第2回では、セルフマネジメントの核心である「ドラッカーの思想とのつながり」を解き明かしていく。
【新】コロナ時代を生き延びるための「セルフマネジメント」

「変わること」をあきらめない

ジェレミー 私の新刊『ドラッカー・スクールのセルフマネジメント教室』(プレジデント社)を深く読み込んでくださって嬉しいかぎりです。もし「ここは違うんじゃないか」などと違和感を覚えた点があれば、ぜひお聞きしたいですね。
宇田川 それが、おおむね納得してしまったので特にないんですよ(笑)。
あえて伺うとすれば、セルフマネジメントは短期的な成果にすぐにつながる「解決策」ではないと思うのです。
しかし、読者が実際にセルフマネジメントに取り組もうとしたとき、例えば上司が「それよりも数字だけ出していればいい」というような反応であった場合はどうすべきか……ということでしょうか。
それに対するヒントもきちんと書かれていると私は感じましたが、読者を代弁して見解を聞かせてください。
ジェレミー ありがとうございます。今回の本は個人のセルフマネジメントについて書いたものですが、ぜひ組織のリーダーにも読んでほしいと考えています。
まず、「自分たちの会社の存在意義は何なのか」という質問に、即座に回答できる企業はどれくらいあるでしょうか。
前回論じた「マインドレスネス(無意識・無自覚に行動すること)」に陥っているのは、個人ばかりでなく組織も同様です。来四半期の数字は考えていても、「私たちはなぜこのビジネスに取り組んでいるのか」「誰のためにビジネスを展開しているのか」という点は考えていないわけです。
宇田川 組織がマインドレスな状態から抜け出せない状況は、実際あるでしょう。資本主義のシステムに埋め込まれた存在である以上、数字のことを考えないわけにはいかない。これは大切なことです。
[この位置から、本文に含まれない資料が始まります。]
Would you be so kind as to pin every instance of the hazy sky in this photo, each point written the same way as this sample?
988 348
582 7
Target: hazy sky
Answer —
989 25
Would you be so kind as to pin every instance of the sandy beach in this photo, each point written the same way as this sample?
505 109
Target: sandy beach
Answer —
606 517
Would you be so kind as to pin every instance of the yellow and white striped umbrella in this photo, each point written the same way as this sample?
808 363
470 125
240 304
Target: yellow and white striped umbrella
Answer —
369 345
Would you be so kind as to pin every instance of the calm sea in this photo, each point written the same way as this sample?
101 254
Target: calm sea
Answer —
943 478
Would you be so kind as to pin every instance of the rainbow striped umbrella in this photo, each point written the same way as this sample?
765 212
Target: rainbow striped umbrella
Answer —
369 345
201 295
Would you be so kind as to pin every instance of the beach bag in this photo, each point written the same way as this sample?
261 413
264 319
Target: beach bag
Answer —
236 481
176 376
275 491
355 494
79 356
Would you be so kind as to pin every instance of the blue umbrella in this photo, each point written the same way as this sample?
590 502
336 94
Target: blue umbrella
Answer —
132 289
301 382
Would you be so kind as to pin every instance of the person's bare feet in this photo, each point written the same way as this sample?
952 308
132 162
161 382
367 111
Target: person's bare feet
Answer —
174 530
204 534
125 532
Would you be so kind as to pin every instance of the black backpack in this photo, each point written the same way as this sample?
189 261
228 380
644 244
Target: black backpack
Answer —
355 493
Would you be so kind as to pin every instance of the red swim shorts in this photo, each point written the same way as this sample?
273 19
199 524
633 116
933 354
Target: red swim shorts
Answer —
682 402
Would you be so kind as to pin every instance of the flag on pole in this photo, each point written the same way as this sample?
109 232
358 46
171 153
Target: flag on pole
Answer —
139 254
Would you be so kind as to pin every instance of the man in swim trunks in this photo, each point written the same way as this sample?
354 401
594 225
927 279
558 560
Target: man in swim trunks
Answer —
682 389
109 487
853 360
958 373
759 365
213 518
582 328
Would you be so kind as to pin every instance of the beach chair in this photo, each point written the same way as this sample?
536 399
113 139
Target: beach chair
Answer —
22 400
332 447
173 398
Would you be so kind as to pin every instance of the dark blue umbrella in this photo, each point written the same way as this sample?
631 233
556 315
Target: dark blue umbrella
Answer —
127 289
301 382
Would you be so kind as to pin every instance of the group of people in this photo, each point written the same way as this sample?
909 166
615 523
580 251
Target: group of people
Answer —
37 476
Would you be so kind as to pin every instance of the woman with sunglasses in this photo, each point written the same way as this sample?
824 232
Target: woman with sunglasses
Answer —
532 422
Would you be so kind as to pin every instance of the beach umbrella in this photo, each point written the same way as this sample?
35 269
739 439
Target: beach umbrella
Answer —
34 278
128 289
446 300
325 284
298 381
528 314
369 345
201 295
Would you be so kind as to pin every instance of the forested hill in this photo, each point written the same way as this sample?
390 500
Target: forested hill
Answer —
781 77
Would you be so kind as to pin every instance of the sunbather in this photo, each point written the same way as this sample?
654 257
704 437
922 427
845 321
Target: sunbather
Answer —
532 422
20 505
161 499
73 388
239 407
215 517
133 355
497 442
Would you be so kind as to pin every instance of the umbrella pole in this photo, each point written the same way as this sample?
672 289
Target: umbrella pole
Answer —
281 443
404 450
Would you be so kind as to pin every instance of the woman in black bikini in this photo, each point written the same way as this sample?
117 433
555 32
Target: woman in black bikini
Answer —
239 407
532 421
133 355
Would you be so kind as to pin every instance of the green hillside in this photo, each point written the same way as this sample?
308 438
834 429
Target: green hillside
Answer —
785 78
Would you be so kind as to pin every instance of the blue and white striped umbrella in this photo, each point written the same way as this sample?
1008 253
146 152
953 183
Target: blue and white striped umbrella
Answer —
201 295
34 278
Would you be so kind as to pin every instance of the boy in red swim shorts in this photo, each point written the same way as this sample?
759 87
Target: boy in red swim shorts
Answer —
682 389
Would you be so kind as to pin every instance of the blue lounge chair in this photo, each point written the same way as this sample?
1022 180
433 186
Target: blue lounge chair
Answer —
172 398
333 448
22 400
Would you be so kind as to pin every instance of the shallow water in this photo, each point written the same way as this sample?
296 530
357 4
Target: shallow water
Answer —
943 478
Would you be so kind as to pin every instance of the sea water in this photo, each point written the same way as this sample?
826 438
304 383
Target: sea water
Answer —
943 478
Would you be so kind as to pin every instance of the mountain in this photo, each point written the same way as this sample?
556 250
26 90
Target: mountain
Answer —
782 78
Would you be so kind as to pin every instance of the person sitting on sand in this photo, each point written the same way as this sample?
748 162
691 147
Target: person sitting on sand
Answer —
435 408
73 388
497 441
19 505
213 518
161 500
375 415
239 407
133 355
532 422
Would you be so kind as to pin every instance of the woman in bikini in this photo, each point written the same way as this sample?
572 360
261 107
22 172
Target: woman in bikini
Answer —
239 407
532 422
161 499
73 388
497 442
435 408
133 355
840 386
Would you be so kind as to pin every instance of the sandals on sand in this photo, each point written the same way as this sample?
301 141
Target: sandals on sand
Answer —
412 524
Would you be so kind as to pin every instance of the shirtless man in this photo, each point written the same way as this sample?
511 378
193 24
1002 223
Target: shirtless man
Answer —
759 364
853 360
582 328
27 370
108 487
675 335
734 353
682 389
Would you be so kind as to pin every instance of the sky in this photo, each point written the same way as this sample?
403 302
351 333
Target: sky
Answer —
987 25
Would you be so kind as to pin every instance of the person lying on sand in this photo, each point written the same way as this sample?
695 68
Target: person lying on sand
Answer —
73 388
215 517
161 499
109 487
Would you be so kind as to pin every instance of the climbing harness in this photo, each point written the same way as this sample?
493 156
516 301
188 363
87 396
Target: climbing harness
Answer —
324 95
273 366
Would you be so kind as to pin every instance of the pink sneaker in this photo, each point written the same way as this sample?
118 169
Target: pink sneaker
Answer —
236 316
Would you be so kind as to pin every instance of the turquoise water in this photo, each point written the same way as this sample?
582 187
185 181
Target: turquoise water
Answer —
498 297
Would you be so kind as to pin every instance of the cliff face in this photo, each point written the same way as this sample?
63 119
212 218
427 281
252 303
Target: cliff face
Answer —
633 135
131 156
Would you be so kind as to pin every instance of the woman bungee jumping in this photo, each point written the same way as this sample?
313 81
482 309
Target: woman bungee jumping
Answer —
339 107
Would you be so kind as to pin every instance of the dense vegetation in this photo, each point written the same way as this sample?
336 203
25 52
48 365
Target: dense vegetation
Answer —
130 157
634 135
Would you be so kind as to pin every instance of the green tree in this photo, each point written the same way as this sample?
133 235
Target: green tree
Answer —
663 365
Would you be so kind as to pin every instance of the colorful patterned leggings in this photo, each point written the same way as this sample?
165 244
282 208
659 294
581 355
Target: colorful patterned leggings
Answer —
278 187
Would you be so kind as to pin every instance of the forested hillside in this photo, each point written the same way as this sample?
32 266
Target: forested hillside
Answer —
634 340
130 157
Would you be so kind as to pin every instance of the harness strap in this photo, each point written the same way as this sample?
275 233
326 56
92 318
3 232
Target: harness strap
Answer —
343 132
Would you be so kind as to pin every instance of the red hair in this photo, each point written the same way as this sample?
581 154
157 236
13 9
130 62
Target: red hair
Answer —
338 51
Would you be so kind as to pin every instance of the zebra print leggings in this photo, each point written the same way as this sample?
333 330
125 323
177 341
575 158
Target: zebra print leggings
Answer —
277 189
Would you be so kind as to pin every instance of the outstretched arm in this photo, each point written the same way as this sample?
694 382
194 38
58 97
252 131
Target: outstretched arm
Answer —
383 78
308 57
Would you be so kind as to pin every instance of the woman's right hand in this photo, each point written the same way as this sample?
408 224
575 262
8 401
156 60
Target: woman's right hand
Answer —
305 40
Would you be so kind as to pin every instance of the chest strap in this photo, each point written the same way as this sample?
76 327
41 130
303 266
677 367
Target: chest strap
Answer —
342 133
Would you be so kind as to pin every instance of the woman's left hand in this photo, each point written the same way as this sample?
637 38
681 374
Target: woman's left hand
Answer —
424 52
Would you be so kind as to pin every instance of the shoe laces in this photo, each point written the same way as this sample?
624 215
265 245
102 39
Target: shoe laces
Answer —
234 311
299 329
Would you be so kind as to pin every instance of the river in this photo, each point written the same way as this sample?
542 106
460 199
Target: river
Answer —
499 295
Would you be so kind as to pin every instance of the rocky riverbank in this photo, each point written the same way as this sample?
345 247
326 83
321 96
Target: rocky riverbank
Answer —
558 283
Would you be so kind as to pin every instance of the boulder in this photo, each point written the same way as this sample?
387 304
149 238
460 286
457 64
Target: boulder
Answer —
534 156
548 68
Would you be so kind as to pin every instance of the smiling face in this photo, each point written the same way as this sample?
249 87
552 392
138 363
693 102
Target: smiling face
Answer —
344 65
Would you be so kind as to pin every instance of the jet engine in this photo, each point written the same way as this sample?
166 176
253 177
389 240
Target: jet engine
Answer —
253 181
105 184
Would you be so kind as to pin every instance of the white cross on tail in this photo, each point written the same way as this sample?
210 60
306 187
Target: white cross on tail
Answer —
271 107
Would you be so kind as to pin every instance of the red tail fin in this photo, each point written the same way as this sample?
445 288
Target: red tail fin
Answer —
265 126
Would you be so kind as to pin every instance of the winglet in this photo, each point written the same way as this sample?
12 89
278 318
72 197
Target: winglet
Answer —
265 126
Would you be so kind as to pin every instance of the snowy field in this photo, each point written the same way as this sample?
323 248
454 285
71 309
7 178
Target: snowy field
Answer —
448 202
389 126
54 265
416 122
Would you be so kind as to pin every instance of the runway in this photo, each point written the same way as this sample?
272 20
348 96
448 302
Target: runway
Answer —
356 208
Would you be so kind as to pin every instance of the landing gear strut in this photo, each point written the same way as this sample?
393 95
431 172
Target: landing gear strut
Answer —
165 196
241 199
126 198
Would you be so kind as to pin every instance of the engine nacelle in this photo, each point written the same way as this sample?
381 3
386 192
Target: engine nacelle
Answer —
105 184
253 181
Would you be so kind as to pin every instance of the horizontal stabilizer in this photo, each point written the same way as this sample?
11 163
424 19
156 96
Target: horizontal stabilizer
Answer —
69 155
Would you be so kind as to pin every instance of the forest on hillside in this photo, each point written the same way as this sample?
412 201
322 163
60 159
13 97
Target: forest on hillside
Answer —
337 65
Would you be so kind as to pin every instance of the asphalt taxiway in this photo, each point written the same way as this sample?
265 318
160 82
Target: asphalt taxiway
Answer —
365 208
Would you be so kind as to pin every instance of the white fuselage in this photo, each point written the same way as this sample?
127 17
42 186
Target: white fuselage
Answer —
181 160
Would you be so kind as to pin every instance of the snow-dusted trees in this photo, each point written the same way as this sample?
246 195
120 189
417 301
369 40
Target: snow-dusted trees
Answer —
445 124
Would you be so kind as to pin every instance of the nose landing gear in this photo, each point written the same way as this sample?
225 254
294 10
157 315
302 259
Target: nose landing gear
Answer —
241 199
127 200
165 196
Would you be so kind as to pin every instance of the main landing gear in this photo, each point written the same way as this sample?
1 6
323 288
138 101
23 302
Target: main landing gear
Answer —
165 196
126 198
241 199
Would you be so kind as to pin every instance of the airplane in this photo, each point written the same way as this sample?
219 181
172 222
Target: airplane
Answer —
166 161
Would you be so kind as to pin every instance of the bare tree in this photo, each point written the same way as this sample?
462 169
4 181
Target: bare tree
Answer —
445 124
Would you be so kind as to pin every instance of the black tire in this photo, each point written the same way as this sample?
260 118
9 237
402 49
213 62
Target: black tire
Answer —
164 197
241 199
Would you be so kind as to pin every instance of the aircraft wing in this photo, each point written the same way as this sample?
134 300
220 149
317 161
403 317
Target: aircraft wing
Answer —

しかし、その中でも個々に考える余地はあるのだということを、よく認識する必要があると思います。前回、ジェレミーさんは現在のような危機の中におけるセルフマネジメントの大切さを述べていますが、それともつながる話ではないでしょうか。
われわれはつい「社会そのものが変わらなければ、自分たちにはどうしようもない」と考えがちなのだけど、組織にしても個人にしても、自分から始められることはある、自分から変えられることはある
それは、私が自分の本で伝えたいと思っていたことであり、ジェレミーさんの本にも共通するメッセージを感じました。